All around the stadium there were boos, and it was clear they were being aimed at this over-zealous and needless display of violence. After the game, talking to Sevilla fans, the consensus seemed to be that the police had been stretched to the limit by the religious festival, and private security firms had been called in to fill the void, with horrifying results. But rather than creating an air of tension or sparking further violence, the incident seemed to galvanise a feeling of respect and empathy between the two opposing sets of supporters.

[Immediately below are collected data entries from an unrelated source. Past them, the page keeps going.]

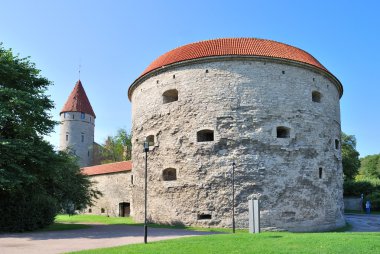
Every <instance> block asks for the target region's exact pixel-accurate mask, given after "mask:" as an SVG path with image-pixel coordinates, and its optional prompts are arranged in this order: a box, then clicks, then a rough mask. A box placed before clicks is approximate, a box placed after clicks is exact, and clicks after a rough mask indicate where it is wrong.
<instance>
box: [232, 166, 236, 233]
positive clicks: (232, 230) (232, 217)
mask: <svg viewBox="0 0 380 254" xmlns="http://www.w3.org/2000/svg"><path fill="white" fill-rule="evenodd" d="M235 166H236V164H235V161H233V162H232V232H233V233H235Z"/></svg>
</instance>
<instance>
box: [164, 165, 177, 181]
mask: <svg viewBox="0 0 380 254" xmlns="http://www.w3.org/2000/svg"><path fill="white" fill-rule="evenodd" d="M162 179H163V180H164V181H175V180H177V170H176V169H175V168H167V169H164V171H163V172H162Z"/></svg>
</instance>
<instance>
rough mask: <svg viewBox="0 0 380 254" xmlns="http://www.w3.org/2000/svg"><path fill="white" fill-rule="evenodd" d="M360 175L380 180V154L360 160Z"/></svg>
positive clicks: (373, 155) (360, 159)
mask: <svg viewBox="0 0 380 254" xmlns="http://www.w3.org/2000/svg"><path fill="white" fill-rule="evenodd" d="M359 174H360V175H361V176H365V177H369V178H380V154H374V155H368V156H366V157H364V158H362V159H360V169H359Z"/></svg>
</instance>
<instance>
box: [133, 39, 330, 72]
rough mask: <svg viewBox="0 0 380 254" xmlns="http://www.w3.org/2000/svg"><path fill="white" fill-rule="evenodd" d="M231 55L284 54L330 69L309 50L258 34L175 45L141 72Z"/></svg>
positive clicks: (265, 54)
mask: <svg viewBox="0 0 380 254" xmlns="http://www.w3.org/2000/svg"><path fill="white" fill-rule="evenodd" d="M228 55H241V56H264V57H273V58H282V59H288V60H293V61H297V62H301V63H306V64H310V65H313V66H315V67H317V68H319V69H323V70H325V71H327V69H326V68H325V67H324V66H323V65H322V64H321V63H320V62H318V60H317V59H315V58H314V57H313V56H312V55H310V54H309V53H307V52H306V51H304V50H302V49H299V48H296V47H293V46H290V45H287V44H284V43H280V42H276V41H271V40H264V39H257V38H225V39H215V40H208V41H201V42H195V43H191V44H188V45H185V46H182V47H179V48H176V49H173V50H171V51H169V52H167V53H165V54H163V55H162V56H160V57H159V58H157V59H156V60H155V61H153V62H152V63H151V64H150V65H149V66H148V68H146V69H145V70H144V72H143V73H142V74H141V76H143V75H145V74H147V73H148V72H150V71H152V70H155V69H158V68H160V67H163V66H165V65H169V64H172V63H178V62H181V61H186V60H191V59H196V58H203V57H210V56H228ZM141 76H140V77H141Z"/></svg>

We’d had a universally warm welcome from the Sevillanos, and spent the day exchanging stories and scarves, and buying each other drinks amid the stunning Moorish buildings of one of the finest cities in Europe – the passionate, beating heart of Spain’s south.
And the welcome continued after the game. Picking a way through the crowded plazas and bustling alleyways, watching the processions and squeezing into the packed bars and clubs, we never felt under threat. After eating a beautiful meal in a restaurant with fine art deco stylings for about a third of the price it would have cost in London, the waiter walked us through the kitchen and showed us out of the back door so we could avoid the crowds that were now pressing against the front of the building as the procession approached its peak. Everywhere we went, the people of Seville were kind, good-humoured and proud to show us the hidden corners of their wonderful city.
Everywhere we went, the people of Seville were kind, good-humoured
and proud to show us the hidden corners of their wonderful city.
But just as the penalty that never should have been turned the tie, it may also have been the turning point for poor old Martin Jol, the Spurs manager so beloved of the club’s supporters.
Tottenham were unable to overturn the deficit in the second leg at White Hart Lane – an evening of swashbuckling football between two teams committed to attacking aesthetics ending in 2-2 draw and a 4-3 aggregate win for Sevilla.
Maybe that was the beginning of the end for Jol. He lasted only a further 21 matches in charge, and it was his opposite number on that warm April night in Seville, Juande Ramos, who Spurs turned to the following October as his successor after he had helped the Spanish side win the UEFA Cup for a second successive year.
As our train finally pulled out of Santa Justa station and began to propel us north, I fell almost immediately into a deep sleep, rocked gently by the meditative motion of the train. I dreamt of arid deserts, Roman cathedrals, pretty little plazas, endless crowds of silent worshippers, heaving nightclubs with beds in, and the raucous Ramón Sánchez Pizjuán.
And when we arrived back in Madrid there was just enough time to drag our zombie-like, hungover carcasses around the Santiago Bernabéu and its excellent museum. It gave us the chance to admire a few European Cups and dream, again, that one day Spurs would be back in Spain, this time playing in the Champions League against Real Madrid. Audere est facere.